Bug 953115

Summary:

Host is flapping between non-operational and UP status when required network is down.

Product:

Red Hat Enterprise Virtualization Manager

Reporter:

Meni Yakove <myakove>

Component:

ovirt-engine

Assignee:

Mike Kolesnik <mkolesni>

Status:

CLOSED CURRENTRELEASE

QA Contact:

Meni Yakove <myakove>

Severity:

high

Docs Contact:

Priority:

urgent

Version:

3.2.0

CC:

acathrow, dyasny, iheim, lpeer, mpavlik, Rhev-m-bugs, sgrinber, yeylon, ykaul, yzaslavs

Target Milestone:

---

Target Release:

3.2.0

Hardware:

x86_64

OS:

Linux

Whiteboard:

network

Fixed In Version:

sf14

Doc Type:

Bug Fix

Doc Text:

Story Points:

---

Clone Of:

Environment:

Last Closed:

Type:

Bug

Regression:

---

Mount Type:

---

Documentation:

---

CRM:

Verified Versions:

Category:

---

oVirt Team:

Network

RHEL 7.3 requirements from Atomic Host:

Cloudforms Team:

---

Target Upstream Version:

Embargoed:

Attachments:

Description	Flags
engine.log	none

Description Meni Yakove 2013-04-17 11:57:38 UTC

Description of problem:
When required network is down the host changes status to non-operational and after few minuets it changes to UP status again for few more minuets.
Also when activating it manually the status of the host is changed to UP and then non-operational again.
While the host is in UP state I can run VM on it. (even with required network is down) 

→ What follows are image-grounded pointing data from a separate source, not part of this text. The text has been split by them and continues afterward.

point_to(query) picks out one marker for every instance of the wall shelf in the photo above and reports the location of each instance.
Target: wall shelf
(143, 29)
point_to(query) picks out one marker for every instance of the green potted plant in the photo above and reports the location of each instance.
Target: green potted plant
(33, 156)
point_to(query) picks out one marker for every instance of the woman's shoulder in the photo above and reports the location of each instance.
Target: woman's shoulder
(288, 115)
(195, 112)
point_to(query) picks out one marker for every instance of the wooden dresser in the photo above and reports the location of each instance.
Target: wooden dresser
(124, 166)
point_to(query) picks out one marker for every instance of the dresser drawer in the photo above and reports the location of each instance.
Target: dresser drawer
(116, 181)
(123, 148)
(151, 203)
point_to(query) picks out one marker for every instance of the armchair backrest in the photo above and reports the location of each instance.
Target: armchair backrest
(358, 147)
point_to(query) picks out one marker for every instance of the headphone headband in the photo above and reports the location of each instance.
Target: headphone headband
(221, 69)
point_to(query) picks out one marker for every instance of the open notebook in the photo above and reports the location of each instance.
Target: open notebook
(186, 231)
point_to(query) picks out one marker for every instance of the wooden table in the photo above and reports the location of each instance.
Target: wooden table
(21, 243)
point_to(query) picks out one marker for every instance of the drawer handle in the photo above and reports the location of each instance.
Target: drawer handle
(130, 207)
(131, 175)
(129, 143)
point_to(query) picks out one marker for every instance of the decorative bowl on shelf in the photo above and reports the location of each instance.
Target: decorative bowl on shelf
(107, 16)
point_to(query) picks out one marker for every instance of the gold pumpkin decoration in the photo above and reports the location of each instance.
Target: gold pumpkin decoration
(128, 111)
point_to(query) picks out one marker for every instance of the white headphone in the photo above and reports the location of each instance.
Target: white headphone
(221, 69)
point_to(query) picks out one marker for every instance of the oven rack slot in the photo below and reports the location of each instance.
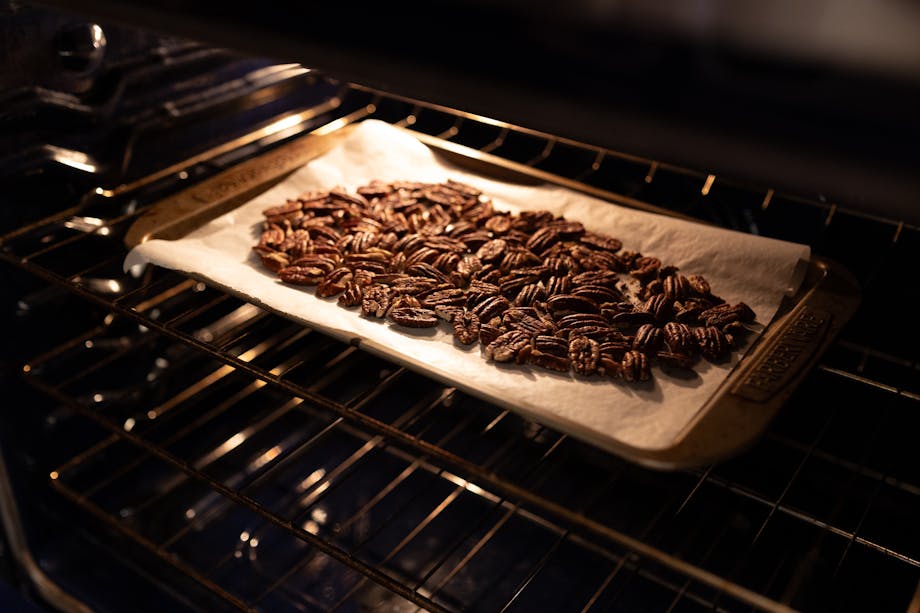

Version-Release number of selected component (if applicable):
rhevm-3.2.0-10.19.beta2.el6ev.noarch

How reproducible:
100%

Steps to Reproduce:
1. Create network NET1 on the cluster and make it required network.
2. Attach NET1 to eth1 on the host. 
3. On the host run: ifconfig eth1 down.
  
Actual results:
Host is flapping between non-operational and UP status

Expected results:
Host should be non-operational at all time.

Comment 1 Meni Yakove 2013-04-17 12:00:51 UTC

Created attachment 736817 [details]
engine.log

Comment 2 Moti Asayag 2013-04-18 06:55:03 UTC

The source of this bug resides on the difference between the collected data by the GetVdsCapabilities to the GetVdsStats.

When activating a host, the GetVdsCapabilities is called and verifies from network point-of-view the existence of the required networks on the host.
GetVdsCapabilities doesn't contain any information about the the underlying nics state.

Verifying the underlying nics state is done regularly by GetVdsStats, which verifies that the nics configured for the logical networks are valid, else the host is set to non-operational status.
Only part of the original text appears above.